Once Brooks LaPlante explained the political science and statistics behind his projection that Republicans will retain control of Congress in the Nov. 6 election, he added one disclaimer.
"It's all about voter turnout," LaPlante said.
If any segment of potential voters shows up at the polls in unexpected numbers, high or low, the upcoming midterm election could turn out different than LaPlante's research projects.
The former Terre Haute state representative and longtime political observer created a database for all 435 districts in the U.S. House of Representatives. It's central factor, not surprisingly, is Donald Trump. LaPlante compared the size of incumbent House members' victories in 2016 with Trump's winning margin among the same voters in each district across America.
LaPlante didn't stop there. In districts with no incumbent seeking re-election and those with statistically competitive races, he studied candidates' websites, polling data and news reports.
His conclusion: Democrats will gain 17 seats, six shy of the 23 they need to overtake Republicans as the majority party in the U.S. House. As for the Senate races, LaPlante expects Republicans to hold on to that majority, and even expand their edge from the current 51-49 to at least 56-44.
Of course, some other political analysts anticipate a "blue wave" of Democratic voters, energized to express their dissatisfaction with Trump and Congress at the polls and determined to vote for the party's candidates. Statistician Nate Silver's FiveThirtyEight website sees an 83.2-percent chance Democrats will win the U.S. House, for example.
And, it should be noted that LaPlante is a conservative who served one term in the Indiana House of Representatives as a Republican in the early 2000s.
That said, the depth of LaPlante's research deserves notice.
He categorized the electorate, district by district, based on 2016 votes for Trump and for the incumbent member of Congress. The groups include districts Trump won by 10 percent or more; those Trump lost by 10 percent or more; those Trump won by less than 10 percent; and those the future president lost by less than 10 percent. LaPlante separated a fifth category for the 18 House districts in Pennsylvania, where a federal judge's ruling this month forced a redrawing of those districts. He called Pennsylvania the election's "wild card."
Districts where Trump won or lost by 10 percent or more are unlikely to flip, party-wise, in the congressional races, according to LaPlante's calculations. Trump won 177 House districts by 10 percent or more in 2016, and the Republicans won all but three of those House seats. "That's an amazing statistic," LaPlante said. Likewise, in the 167 districts Trump lost by 10 percent or more, Democrats won 163.

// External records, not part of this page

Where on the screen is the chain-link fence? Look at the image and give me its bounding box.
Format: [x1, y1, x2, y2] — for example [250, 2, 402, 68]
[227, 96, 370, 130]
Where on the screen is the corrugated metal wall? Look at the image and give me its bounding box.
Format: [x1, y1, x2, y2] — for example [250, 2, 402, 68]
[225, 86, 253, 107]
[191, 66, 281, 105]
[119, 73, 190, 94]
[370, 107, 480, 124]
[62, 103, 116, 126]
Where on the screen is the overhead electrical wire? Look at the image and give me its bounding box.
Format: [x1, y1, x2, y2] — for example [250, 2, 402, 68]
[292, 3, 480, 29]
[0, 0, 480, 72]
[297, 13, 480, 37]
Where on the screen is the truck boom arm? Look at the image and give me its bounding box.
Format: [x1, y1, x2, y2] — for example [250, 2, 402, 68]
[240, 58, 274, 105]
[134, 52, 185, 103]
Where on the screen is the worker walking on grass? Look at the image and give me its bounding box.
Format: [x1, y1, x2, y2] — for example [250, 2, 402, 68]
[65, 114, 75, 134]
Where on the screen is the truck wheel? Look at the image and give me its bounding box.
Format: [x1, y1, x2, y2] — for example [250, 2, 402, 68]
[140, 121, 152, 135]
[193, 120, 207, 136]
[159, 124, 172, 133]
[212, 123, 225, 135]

The districts where Trump's 2016 outcomes were narrower could decide the House majority in 2018. For Democrats to "run the table," as LaPlante put it, they'll need to gain five seats among the 41 districts Trump won by less than 10 percent. Republicans won 33 of those House races. And, Democrats will need to avoid losing any House seats in districts Trump lost by less than 10 percent.

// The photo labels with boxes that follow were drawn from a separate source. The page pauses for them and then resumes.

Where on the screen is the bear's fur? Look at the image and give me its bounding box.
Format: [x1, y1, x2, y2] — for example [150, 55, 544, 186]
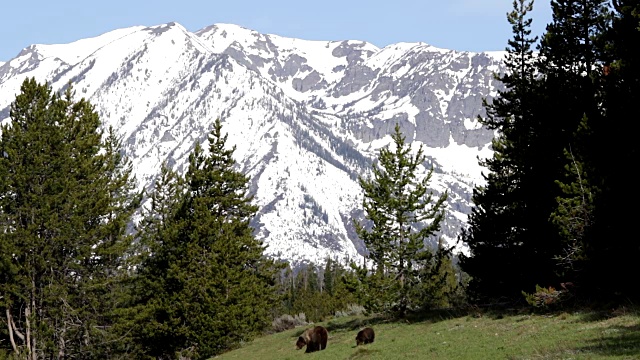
[296, 326, 329, 353]
[356, 328, 376, 346]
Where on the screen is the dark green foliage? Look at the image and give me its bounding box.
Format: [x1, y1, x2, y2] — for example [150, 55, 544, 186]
[355, 124, 447, 315]
[0, 79, 140, 359]
[129, 120, 279, 359]
[578, 0, 640, 302]
[461, 0, 558, 301]
[461, 0, 640, 302]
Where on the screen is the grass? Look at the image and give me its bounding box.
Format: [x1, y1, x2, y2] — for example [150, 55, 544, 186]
[216, 309, 640, 360]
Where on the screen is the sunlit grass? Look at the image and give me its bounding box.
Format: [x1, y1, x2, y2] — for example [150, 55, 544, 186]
[217, 311, 640, 360]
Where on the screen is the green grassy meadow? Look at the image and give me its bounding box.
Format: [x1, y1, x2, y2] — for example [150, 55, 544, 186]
[216, 308, 640, 360]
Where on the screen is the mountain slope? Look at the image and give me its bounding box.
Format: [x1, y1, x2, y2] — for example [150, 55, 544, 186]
[0, 23, 502, 263]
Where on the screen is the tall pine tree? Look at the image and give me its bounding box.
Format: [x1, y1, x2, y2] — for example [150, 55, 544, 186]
[461, 0, 555, 301]
[129, 120, 279, 359]
[355, 124, 447, 315]
[0, 79, 139, 359]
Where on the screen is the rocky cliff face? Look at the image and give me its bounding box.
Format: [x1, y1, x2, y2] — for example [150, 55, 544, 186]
[0, 23, 503, 263]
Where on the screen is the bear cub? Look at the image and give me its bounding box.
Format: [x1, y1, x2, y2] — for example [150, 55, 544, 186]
[296, 326, 329, 353]
[356, 327, 376, 346]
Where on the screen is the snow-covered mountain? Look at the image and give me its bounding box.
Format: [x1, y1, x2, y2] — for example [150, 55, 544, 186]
[0, 23, 503, 263]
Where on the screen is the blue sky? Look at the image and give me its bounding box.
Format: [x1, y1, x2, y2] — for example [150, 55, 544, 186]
[0, 0, 551, 61]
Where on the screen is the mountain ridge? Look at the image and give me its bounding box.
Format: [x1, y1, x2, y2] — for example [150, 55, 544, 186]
[0, 23, 503, 263]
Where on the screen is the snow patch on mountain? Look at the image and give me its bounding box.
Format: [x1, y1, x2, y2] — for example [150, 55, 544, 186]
[0, 23, 504, 264]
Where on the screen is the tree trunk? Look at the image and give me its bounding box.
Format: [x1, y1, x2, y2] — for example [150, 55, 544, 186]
[7, 307, 19, 355]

LaPlante's charts indicate Democrats are unlikely to pull off big wins in those tight-race districts.
His projection goes beyond mere vote numbers, though. LaPlante studied the local nuances of key congressional district races and can site voter turnout stats for an August special election in the district ("90 percent, a phenomenal turnout") that gave Republican Troy Balderson a 1-percentage-point victory over Democrat Danny O'Connor and set up a rematch in the Nov. 6 election.
"You've got to look at these individual districts and do some digging," LaPlante said.
Politics and numbers have long fascinated LaPlante, who grew up in Long Island, N.Y., lived in Europe and California for several years and then moved to Terre Haute in 1984. "I was always a math guy growing up," said LaPlante, who's now 65, semi-retired and living in Brownsburg.
On a family reunion in Florida once, the group was buzzing about the mounting jackpot in that state's lottery. "Someone said, 'We should all go out and buy 100 lottery tickets,'" LaPlante recalled, chuckling. He then started charting the statistical unlikelihood of that idea paying off, but resisted making a big deal out of it. "I didn't want to rain on their parade."
LaPlante started digging into national political outcomes after the contested 2000 Bush-Gore election. LaPlante accurately projected Trump's 2016 win over Hillary Clinton based on the Electoral College.
Data, campaign statements and news reports reveal only the potential outcome in his calculations. The variable, as he pointed out, is voter turnout. LaPlante believes Republicans are motivated by the controversial Senate confirmation of Supreme Court Justice Brett Kavanaugh and Trump's handling of the economy, immigration, law and order and national security. By contrast, Democrats, he believes, "didn't foresee things turning out as well for the Republicans and Trump."
He added, "If things had been a disaster for Trump in the last two years, all these [Republican] candidates would be in trouble."
Democrats, no doubt, would disagree with his assessment. Voters on either side, or in the middle, will have the final say.
"We'll find out in a few days," LaPlante said.